Dry-brined roasted turkey
For the turkey:
1 (12- to 14-pound) fresh turkey
1/4 cup kosher salt mixed with lemon pepper and herbs such as sage, rosemary and thyme
2 medium to large yellow onions, left unpeeled and cut into eighths
2 medium carrots, left unpeeled and cut into 1-inch chunks
2 medium celery ribs, cut into 1-inch chunks
1 1/2 cups water; more as needed
For the gravy (about 3 cups):
Drippings and vegetables from turkey
3 cups turkey broth (store-bought or homemade)
2 teaspoons lightly chopped fresh thyme
1/2 cup heavy cream
1/4 cup all-purpose flour
- The night before: Remove the giblets from the turkey, cut off the tail, if attached, and reserve for making turkey broth. Rinse the turkey thoroughly. Tie the legs together with kitchen twine. Sprinkle the salt all over it, starting on the back side, then the cavity and finally the breast. Put the turkey on a wire rack set over a rimmed pan or platter and refrigerate, uncovered, overnight.
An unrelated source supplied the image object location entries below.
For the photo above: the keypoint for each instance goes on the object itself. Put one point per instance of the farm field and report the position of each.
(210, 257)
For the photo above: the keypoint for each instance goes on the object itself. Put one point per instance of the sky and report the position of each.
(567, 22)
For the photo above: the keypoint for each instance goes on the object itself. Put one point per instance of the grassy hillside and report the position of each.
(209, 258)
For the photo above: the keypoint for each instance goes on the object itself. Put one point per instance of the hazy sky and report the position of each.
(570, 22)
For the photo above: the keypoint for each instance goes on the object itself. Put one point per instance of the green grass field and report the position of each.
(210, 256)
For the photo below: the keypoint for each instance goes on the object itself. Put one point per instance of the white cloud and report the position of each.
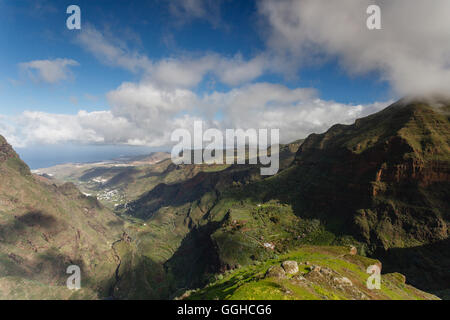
(411, 52)
(111, 51)
(50, 71)
(185, 71)
(142, 114)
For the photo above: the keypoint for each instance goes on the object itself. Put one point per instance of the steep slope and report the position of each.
(385, 180)
(44, 229)
(380, 184)
(387, 176)
(309, 273)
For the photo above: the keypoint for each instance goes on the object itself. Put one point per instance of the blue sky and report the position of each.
(138, 69)
(36, 30)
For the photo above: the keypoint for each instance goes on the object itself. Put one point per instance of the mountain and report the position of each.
(44, 228)
(381, 184)
(308, 273)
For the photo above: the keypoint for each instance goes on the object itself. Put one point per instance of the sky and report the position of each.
(138, 70)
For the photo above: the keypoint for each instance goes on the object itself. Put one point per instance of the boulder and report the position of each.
(291, 267)
(343, 281)
(276, 272)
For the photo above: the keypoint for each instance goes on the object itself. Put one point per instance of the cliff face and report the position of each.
(387, 176)
(44, 229)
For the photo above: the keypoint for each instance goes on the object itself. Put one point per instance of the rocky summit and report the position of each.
(371, 193)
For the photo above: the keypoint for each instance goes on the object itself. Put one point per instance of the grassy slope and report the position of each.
(250, 282)
(44, 229)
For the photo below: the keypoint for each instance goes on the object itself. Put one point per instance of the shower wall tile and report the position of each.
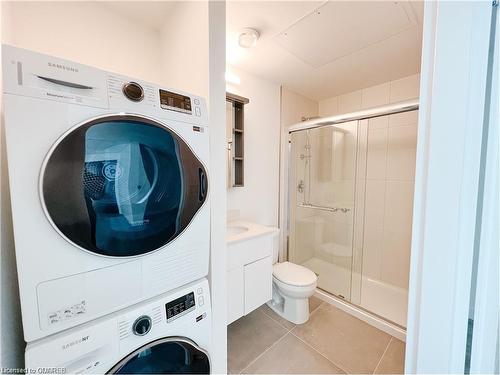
(377, 154)
(398, 211)
(401, 152)
(350, 102)
(396, 258)
(373, 228)
(376, 95)
(397, 233)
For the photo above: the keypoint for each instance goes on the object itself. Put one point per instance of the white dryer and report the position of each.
(167, 335)
(108, 180)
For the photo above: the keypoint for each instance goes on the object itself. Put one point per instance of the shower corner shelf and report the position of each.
(237, 133)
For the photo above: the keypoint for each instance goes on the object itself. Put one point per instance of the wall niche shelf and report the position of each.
(235, 105)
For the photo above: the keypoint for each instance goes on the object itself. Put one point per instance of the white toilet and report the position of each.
(292, 286)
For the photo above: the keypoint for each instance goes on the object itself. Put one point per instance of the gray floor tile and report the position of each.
(249, 337)
(393, 361)
(352, 344)
(292, 356)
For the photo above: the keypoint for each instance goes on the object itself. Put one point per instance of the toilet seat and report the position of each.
(294, 274)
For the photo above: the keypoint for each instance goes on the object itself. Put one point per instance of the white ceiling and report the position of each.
(323, 49)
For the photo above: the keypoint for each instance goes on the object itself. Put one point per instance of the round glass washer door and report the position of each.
(122, 185)
(170, 355)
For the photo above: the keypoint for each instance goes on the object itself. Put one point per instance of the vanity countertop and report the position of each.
(241, 230)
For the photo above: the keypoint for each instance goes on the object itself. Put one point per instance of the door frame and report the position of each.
(455, 54)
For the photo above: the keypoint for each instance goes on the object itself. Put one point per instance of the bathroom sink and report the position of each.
(234, 230)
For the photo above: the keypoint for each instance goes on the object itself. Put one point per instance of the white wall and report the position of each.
(184, 40)
(374, 96)
(258, 200)
(295, 106)
(86, 32)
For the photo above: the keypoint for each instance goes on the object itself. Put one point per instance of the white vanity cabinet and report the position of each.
(249, 268)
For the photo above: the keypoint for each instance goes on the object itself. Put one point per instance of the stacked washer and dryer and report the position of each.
(108, 184)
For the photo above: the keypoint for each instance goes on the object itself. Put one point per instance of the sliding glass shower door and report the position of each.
(322, 193)
(351, 199)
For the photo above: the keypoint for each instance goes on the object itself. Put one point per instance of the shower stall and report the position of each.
(350, 191)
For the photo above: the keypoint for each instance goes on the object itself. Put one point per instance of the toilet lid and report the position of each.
(293, 274)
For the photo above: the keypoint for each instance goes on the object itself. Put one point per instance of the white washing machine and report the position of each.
(167, 335)
(108, 180)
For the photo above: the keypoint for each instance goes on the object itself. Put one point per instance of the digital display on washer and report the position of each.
(180, 306)
(175, 102)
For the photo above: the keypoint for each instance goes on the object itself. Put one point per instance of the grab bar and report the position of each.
(324, 208)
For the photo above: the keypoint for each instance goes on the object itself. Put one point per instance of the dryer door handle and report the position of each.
(202, 184)
(66, 83)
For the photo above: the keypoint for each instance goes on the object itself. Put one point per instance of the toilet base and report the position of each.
(295, 310)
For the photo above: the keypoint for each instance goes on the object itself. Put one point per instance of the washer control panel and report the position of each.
(180, 306)
(175, 102)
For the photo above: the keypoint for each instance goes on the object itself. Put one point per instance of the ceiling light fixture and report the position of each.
(248, 38)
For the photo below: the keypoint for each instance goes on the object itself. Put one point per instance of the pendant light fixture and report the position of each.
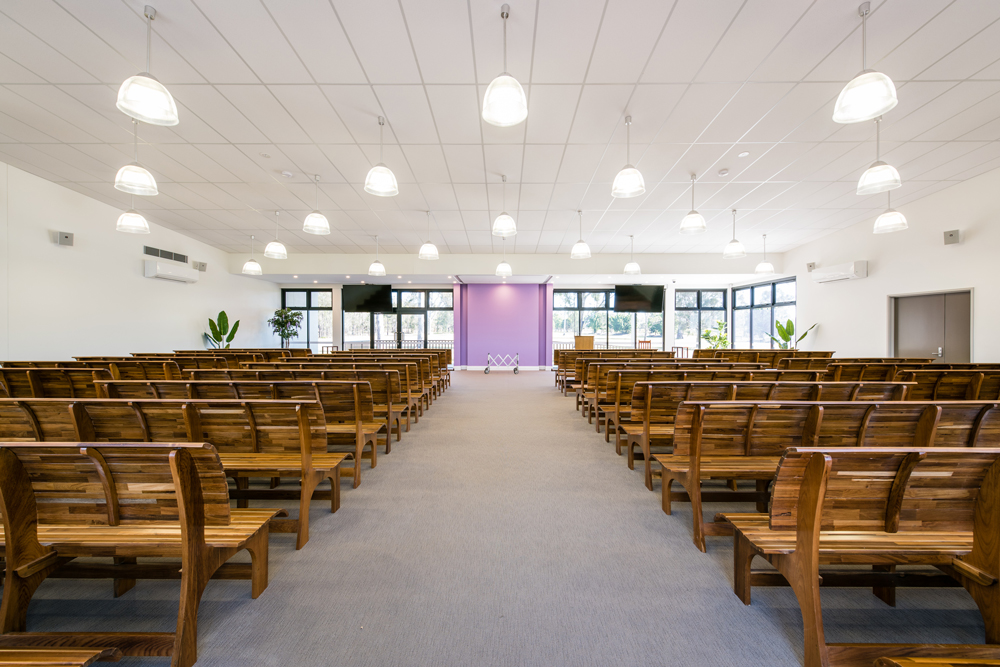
(252, 268)
(134, 178)
(765, 268)
(380, 181)
(132, 222)
(628, 182)
(632, 268)
(503, 268)
(890, 221)
(376, 268)
(880, 177)
(693, 222)
(504, 224)
(143, 97)
(580, 249)
(504, 104)
(734, 249)
(316, 222)
(868, 95)
(276, 249)
(428, 250)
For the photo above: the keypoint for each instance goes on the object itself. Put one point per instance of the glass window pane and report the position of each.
(413, 299)
(713, 300)
(784, 292)
(620, 326)
(565, 300)
(686, 300)
(295, 299)
(440, 299)
(761, 328)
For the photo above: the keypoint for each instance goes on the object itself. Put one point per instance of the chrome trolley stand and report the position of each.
(501, 361)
- One hour before roasting: Remove the turkey from the refrigerator and let stand at room temperature. Fifteen to 20 minutes before roasting, position a rack in the lowest part of the oven and heat the oven to 400 degrees. Put half the onions, carrots and celery in the turkey cavity. Tuck the wings behind the neck and under the turkey and place bird in the large flame-proof heavy-duty roasting pan. Scatter the remaining onions, carrots and celery around the turkey.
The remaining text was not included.